30 October 2013
The works of Gary Gildner, Richard Hague, and Langston Hughes all relate to the same central ideal of experiencing a new situation for the first time. In “Directions for Resisting the SAT” by Richard Hague, the poem illustrates what is needed in order to excel on the SAT and the college process. In “First Practice” by Gary Gildner, the speaker describes a scene of a group of young men face-to-face on the first day of practice. And Langston Hughes’s short story “Thank you, Ma’am” depicts a young man who finds himself in an odd predicament after attempting to steal a purse. These readings again relate to the idea of new experience, however painful or awkward or even time consuming, may lead to a better life and better understanding of the world around you.
The first poem “Directions for Resisting the SAT” by Richard Hague sheds light on the struggle of today’s youth attempting to attend college. Society has placed a burden on the young that everyone must go to college and before that may happen you must complete a standardized test to gauge how you have done. The speaker of the poem renounces the SAT, “Do not believe in October or May/ or in any Saturday morning with pencils.”(Hague 270) The speaker attempts to stress the importance of moving through this hard time in your life. Not to worry about a test but rather the social aspect of being young.

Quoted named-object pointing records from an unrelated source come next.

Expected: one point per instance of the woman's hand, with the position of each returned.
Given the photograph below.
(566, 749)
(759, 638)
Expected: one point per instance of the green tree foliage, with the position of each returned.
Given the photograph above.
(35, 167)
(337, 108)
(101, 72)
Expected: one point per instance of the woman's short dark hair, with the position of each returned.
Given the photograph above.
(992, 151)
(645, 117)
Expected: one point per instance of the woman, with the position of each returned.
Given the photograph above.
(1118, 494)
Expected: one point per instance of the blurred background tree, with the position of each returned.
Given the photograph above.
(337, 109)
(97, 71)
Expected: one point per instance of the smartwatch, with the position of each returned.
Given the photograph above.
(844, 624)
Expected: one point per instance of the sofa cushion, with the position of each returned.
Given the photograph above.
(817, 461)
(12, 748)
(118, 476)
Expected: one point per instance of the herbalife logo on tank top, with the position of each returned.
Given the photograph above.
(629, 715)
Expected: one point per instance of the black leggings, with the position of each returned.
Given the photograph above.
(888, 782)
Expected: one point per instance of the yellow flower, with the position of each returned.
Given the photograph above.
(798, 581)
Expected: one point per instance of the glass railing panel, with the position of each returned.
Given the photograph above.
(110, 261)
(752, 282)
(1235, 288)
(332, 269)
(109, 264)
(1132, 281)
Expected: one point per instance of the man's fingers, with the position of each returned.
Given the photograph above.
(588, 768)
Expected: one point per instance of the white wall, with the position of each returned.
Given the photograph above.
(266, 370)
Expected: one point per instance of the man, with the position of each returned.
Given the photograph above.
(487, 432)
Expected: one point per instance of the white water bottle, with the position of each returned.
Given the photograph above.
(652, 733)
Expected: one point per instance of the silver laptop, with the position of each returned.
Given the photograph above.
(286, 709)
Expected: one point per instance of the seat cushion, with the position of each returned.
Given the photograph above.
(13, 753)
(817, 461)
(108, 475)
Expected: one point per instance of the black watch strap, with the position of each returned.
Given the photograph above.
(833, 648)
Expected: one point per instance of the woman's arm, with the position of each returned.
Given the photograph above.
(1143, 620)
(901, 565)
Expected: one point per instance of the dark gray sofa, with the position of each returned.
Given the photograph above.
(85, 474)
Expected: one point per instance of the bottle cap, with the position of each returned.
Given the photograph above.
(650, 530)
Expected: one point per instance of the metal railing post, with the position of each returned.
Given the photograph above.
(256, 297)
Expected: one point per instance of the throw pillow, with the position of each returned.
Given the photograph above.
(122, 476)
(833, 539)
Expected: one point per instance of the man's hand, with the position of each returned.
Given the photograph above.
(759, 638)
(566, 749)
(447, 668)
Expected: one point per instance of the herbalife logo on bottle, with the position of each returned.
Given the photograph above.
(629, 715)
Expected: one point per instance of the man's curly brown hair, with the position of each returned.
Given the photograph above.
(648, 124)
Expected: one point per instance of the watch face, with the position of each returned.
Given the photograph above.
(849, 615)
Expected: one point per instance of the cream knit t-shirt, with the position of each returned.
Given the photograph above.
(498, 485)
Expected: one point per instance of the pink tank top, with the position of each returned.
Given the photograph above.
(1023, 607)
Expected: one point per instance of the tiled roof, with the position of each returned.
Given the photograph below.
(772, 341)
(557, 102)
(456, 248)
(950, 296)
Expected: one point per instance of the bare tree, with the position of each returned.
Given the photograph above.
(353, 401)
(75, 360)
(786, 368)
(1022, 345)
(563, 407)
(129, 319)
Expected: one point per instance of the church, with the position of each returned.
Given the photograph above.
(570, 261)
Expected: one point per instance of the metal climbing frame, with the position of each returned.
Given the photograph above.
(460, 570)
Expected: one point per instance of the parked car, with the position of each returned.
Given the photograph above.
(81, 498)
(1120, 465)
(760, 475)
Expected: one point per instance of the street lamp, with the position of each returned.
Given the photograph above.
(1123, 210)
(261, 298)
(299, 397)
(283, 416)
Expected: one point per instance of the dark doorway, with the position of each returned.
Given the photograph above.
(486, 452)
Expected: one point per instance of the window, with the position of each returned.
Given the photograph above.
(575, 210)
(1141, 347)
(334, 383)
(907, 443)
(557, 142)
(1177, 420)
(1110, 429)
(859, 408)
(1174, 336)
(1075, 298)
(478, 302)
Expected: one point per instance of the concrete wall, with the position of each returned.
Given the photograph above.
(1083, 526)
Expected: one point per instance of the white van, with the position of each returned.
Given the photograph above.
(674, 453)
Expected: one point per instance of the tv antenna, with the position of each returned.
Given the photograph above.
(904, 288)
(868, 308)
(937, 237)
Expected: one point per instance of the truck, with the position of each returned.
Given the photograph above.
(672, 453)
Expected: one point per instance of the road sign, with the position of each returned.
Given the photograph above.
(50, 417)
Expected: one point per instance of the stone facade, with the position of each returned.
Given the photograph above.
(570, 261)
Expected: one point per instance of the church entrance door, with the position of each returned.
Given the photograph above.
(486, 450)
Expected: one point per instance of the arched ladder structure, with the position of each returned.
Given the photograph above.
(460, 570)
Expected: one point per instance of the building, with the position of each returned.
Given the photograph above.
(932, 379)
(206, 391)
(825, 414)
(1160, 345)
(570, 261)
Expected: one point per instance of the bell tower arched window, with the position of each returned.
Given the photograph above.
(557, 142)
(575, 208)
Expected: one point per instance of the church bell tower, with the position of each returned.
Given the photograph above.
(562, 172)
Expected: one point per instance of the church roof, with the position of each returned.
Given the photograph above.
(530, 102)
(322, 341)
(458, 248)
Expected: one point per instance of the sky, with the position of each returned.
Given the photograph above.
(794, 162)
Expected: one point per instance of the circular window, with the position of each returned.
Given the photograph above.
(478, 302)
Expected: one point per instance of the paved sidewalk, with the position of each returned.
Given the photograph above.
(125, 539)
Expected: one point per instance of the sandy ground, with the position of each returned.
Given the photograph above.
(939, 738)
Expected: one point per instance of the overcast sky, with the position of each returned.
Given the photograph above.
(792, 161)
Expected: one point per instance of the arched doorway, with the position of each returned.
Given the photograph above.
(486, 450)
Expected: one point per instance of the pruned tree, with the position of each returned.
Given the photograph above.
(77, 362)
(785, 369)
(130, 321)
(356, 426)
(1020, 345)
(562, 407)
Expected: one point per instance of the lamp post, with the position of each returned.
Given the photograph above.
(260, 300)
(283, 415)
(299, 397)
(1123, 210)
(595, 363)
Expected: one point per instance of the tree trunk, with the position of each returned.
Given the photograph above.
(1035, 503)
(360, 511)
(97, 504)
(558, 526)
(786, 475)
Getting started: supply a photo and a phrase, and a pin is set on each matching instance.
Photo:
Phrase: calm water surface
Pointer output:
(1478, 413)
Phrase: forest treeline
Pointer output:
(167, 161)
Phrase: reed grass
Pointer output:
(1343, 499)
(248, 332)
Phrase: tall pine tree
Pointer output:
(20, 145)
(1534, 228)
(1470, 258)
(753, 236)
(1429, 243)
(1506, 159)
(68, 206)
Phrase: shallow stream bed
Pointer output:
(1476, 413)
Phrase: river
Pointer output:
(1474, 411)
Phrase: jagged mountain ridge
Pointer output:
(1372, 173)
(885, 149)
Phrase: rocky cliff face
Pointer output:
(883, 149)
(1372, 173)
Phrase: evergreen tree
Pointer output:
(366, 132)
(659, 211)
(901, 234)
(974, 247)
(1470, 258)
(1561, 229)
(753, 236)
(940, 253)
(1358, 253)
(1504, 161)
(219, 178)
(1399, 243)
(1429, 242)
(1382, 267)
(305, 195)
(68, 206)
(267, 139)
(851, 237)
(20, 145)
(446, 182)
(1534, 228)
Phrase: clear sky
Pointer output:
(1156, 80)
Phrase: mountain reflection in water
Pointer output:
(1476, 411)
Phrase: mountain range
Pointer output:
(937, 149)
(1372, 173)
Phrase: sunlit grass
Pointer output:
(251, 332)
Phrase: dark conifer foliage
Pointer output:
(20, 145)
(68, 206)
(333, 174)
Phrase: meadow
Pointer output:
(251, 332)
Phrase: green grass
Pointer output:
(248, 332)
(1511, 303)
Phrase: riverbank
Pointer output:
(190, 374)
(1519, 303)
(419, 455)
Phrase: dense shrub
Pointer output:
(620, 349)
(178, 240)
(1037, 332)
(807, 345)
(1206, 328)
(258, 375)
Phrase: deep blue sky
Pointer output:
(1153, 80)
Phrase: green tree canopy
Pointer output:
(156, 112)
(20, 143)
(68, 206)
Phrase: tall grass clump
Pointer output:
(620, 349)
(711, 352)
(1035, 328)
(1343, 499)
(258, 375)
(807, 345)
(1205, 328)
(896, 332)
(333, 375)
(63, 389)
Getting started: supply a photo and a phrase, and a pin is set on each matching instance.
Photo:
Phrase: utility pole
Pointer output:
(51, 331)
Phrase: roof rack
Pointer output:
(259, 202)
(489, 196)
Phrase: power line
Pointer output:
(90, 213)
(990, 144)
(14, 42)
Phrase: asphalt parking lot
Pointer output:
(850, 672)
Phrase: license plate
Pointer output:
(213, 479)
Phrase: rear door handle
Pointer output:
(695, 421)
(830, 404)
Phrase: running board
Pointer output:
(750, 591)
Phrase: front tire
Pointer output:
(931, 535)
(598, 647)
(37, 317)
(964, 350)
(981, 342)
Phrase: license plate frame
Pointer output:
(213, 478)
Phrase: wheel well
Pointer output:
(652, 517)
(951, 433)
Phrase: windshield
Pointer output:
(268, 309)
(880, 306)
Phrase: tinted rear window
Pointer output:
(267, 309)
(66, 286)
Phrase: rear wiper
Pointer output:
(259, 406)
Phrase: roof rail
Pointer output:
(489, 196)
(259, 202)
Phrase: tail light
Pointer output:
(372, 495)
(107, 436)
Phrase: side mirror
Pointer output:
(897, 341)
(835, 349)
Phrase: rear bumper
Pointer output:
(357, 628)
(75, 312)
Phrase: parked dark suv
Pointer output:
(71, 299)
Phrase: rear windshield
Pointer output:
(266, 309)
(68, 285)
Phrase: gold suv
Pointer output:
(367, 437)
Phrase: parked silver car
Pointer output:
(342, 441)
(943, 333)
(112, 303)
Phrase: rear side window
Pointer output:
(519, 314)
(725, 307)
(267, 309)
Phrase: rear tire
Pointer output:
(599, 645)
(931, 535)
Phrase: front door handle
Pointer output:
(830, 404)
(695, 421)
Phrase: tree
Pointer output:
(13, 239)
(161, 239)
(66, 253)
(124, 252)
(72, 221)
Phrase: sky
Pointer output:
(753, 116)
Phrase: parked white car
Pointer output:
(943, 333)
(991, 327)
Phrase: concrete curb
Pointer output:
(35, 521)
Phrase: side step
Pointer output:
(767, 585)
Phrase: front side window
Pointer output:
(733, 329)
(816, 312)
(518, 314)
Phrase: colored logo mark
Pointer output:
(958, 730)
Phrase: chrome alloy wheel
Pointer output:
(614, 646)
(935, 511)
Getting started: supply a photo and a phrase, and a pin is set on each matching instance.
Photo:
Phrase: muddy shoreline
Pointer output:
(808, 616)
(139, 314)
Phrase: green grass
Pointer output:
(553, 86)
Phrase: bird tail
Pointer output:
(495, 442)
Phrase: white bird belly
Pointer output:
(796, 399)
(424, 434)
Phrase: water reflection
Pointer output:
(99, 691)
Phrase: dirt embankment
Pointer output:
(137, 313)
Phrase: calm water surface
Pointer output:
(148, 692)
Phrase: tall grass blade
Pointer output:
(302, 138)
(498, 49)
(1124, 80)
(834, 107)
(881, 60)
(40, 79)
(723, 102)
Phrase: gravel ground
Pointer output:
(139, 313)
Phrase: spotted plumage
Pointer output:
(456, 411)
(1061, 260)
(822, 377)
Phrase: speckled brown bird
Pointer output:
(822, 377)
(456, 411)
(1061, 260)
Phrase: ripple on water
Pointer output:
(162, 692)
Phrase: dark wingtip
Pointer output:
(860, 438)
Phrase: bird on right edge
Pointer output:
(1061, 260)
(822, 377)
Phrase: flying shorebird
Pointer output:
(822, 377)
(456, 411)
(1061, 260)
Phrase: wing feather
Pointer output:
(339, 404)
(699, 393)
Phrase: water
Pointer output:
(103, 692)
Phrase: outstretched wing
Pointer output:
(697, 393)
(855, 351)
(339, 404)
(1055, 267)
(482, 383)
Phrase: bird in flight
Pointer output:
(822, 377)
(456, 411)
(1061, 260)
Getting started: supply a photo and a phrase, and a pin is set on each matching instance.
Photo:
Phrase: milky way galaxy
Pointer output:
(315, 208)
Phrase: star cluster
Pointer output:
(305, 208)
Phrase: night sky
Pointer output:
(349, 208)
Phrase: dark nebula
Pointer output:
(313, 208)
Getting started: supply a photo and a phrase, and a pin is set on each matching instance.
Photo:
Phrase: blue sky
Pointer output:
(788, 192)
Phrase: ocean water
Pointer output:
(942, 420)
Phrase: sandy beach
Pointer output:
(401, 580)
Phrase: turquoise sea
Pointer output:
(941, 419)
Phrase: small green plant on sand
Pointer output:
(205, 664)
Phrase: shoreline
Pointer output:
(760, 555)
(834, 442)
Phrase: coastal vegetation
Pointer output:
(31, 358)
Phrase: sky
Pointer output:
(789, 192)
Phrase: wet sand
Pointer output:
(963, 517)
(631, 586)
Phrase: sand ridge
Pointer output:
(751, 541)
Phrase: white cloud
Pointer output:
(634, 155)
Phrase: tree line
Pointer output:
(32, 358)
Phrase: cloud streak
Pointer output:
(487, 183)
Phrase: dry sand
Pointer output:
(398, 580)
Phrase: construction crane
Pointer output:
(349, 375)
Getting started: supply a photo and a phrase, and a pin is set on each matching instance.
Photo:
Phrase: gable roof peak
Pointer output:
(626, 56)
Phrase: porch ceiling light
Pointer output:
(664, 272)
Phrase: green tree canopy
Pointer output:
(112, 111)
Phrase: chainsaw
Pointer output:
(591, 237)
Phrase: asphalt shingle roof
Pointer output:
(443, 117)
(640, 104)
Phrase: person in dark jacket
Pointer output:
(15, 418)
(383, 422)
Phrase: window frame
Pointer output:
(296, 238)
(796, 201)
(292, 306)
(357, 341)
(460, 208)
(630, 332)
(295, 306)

The poem by Gary Gildner, “First Practice” depicts a group of young men on the first day of practice, as the title alludes to. The speaker depicts a scary idea of the first day of practice. A man by the name of Clifford Hill brings them to a dark place to presumably beat each other senseless. From this act the coach believes that the men will be toughened, “Ok, he said, he said I take/ that to mean you are hungry/men who hate to lose as much as I do”(Gildner 275). The coach believes that the best way to toughen and make a team stronger is to only have those strong enough to do so. But once they have, they can become champions and win like champions.
The short story by Langston Hughes “Thanks, Ma’am” is a favorite of mine and I have read it several times before as early as the fifth grade. The young boy attempt to steal a purse is thwarted by the broken strap and the weight of it. The boy brought back to the home of his victim, feels quite awkward for the entire ordeal. But the woman gives him a chance and fixes him up and gives him money. The women perception of the young boy of having potential is quite an awkward situation but believes the boy could be destined for greater things. Mrs. Jones states “”Well you didn’t have to snatch my pocketbook to get some suede shoes,” said Mrs. Luella Bates Washington Jones. “You could of asked me”” (Hughes 508). Although given the opportunities Rodger does not run and through this uncomfortable situation changes right in front of the reader as a respectable young man instead a delinquent.
This past Monday I attended the Modern Masters presentation given by the Pulitzer Prize winner, Robert Olen Butler. Butler read several short stories all-pertaining to the central idea of death. The poem that most intrigued me was a classic known to some but was new to me, called “Jealous Husband Returns as a Parrot.” Just as the title implies a man is reincarnated into a parrot where he lives in the house of his wife and witnesses her different sexual partners. The story shows that what may happen if you dwell on the unknown. You will end up dying searching for the truth. The story ends with the parrot flying into a window essentially killing him in order to avoid the truth that his wife has taken new partners after his passing.
The event and assigned works this week all pertain to the idea that new experiences although rather irritating help educate and open new physical and metaphorical doors for each individual. A second chance in “Thank you, Ma’am” gives a boy a second choice and avoids jail time. “Directions for Resisting the SAT” renounces the SAT as a proper gauge and gives a guideline to the reader on how to live your life as a youth in modern times. And in “First Practice” young men are placed in a situation of potential pain, but on the other side is victory and fame. New experiences present an option for us all to make a new and create a new opportunity.
Gildner, Gary. Poetry: An Introduction. Ed. Michael Meyer.
Boston-New York: BedFord/ St. Martins. 2013. 275. Print.
Hague, Richard. Poetry: An Introduction. Ed. Michael Meyer.
Boston-New York: BedFord/ St. Martins. 2013. 270. Print.
Hughes, Langston. Words of Fiction. Ed. Roberta Rubenstein and Charles Larson.
Upper Saddle River: Pretence Hall, 1993. Print.